Should I keep the list of voted for items for each user as one large table with (user-id, item-id) pairs or should I create a table for each user in which I store the list of item-ids they have voted for or should I create a flat file for each user in which I store a list of item-ids they have voted for? What are the advantages and disadvantages of each method?
"Customer" is an entity, and is usually a table on its own. "Fred Smith" is an instance of a customer entity, and should be a row in the customer table.
I'd also think about indexing the customer_id field for quicker lookups if you're going to reference it that way.
Sean
Sean: I have a "customer" table with "Fred Smith" as a row in the table. This table is indexed on user-id. How do I store the fact that Fred has voted for item-1, item-3, and item-5 and then he can com back tomorrow and vote for item-2, but not the items already voted for?

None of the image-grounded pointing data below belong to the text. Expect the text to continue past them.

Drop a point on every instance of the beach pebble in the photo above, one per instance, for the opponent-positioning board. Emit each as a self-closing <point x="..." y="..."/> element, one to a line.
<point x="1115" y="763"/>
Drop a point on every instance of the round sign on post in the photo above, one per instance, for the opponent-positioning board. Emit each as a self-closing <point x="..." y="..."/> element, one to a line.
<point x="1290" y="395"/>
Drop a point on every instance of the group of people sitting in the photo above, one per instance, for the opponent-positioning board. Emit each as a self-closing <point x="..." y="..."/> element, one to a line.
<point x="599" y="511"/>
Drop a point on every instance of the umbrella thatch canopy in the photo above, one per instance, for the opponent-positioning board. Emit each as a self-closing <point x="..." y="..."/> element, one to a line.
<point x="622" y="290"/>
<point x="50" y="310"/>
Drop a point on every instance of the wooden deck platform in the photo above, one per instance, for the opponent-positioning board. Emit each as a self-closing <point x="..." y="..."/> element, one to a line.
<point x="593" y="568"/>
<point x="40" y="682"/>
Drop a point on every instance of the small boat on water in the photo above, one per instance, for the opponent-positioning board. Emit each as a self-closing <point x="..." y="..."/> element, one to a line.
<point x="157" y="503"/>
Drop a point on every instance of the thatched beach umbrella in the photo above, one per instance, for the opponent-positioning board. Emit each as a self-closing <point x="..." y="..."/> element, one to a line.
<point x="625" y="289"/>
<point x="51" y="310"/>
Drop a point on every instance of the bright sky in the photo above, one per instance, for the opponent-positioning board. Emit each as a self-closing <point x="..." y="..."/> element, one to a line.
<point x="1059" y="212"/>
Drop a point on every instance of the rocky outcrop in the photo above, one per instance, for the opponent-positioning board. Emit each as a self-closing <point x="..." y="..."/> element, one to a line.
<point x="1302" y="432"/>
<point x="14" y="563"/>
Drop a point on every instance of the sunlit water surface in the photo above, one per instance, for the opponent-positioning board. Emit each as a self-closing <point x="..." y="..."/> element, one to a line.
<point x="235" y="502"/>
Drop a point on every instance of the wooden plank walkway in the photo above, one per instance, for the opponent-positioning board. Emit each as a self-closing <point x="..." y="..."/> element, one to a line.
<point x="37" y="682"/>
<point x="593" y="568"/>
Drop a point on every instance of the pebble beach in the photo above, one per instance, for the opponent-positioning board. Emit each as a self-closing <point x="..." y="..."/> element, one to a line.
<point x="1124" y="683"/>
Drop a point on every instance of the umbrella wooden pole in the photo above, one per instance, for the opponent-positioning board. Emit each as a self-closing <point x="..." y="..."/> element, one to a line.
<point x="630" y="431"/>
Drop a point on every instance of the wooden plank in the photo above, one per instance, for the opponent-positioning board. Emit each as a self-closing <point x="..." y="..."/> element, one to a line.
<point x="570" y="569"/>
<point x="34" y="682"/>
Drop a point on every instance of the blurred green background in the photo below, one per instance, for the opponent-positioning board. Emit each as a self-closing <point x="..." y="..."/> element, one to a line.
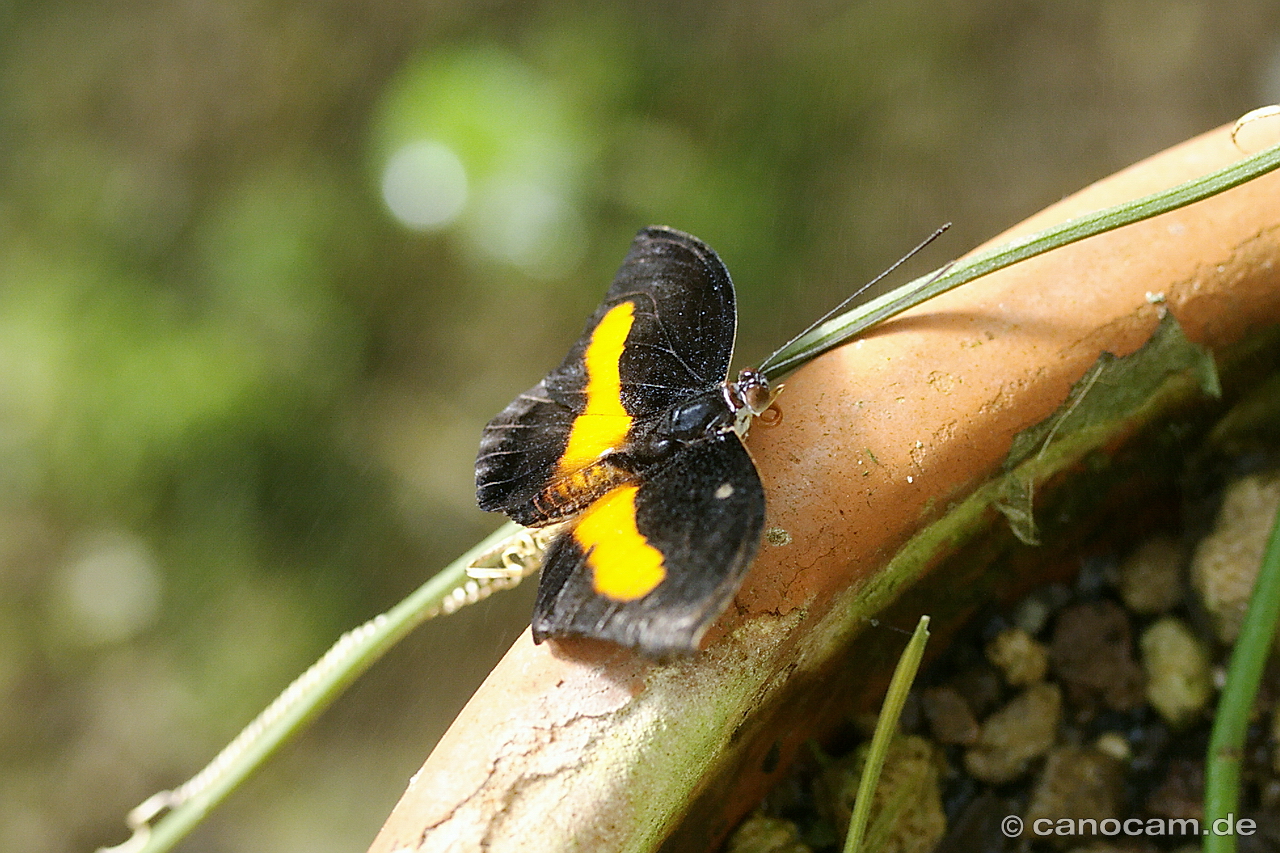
<point x="266" y="269"/>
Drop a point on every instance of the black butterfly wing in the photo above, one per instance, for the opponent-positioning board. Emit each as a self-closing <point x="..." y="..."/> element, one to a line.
<point x="664" y="332"/>
<point x="652" y="566"/>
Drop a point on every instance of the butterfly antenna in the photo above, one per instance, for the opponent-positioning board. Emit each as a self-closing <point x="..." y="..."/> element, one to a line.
<point x="764" y="365"/>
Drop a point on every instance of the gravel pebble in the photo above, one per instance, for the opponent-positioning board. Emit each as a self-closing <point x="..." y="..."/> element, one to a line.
<point x="1150" y="580"/>
<point x="1016" y="734"/>
<point x="1179" y="676"/>
<point x="1092" y="655"/>
<point x="1225" y="564"/>
<point x="1019" y="657"/>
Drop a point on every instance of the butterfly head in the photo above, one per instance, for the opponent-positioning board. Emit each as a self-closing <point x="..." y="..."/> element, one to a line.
<point x="748" y="397"/>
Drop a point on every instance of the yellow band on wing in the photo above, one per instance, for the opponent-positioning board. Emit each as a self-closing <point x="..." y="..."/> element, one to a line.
<point x="604" y="423"/>
<point x="624" y="565"/>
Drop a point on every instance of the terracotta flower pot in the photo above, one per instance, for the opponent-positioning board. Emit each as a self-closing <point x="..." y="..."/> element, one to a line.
<point x="874" y="475"/>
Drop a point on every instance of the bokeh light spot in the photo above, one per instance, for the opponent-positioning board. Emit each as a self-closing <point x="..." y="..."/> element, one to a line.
<point x="109" y="589"/>
<point x="425" y="185"/>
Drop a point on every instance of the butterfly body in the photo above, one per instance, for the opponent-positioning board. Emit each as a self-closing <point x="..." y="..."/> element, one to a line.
<point x="635" y="441"/>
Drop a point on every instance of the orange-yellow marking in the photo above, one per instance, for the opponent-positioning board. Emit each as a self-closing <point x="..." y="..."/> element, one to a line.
<point x="604" y="423"/>
<point x="625" y="566"/>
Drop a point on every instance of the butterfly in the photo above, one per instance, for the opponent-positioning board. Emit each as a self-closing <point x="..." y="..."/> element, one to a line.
<point x="634" y="443"/>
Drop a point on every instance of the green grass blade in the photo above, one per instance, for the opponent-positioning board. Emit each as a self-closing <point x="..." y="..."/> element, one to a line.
<point x="1243" y="676"/>
<point x="886" y="726"/>
<point x="845" y="327"/>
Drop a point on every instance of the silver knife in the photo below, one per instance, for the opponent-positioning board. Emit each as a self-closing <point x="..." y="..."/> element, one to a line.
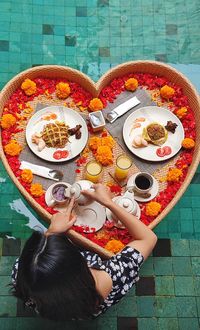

Not really, presuming that you have an index on (user_id,item_id).
If you put each user in its own table -- the system still has to find somehow which table to use, and it will most probably use some implicit indexing or search in directories to do so. Don't assume that since you know table name, there is no cost in accessing it.
Whereas explicit index you create on that single table is optimised by the sql engine, cached in memory and so on.
Not to mention that if you use mysql/myisam tables -- it's 3 files per table -- another performance hit and you're likely to hit max. open files limit as well.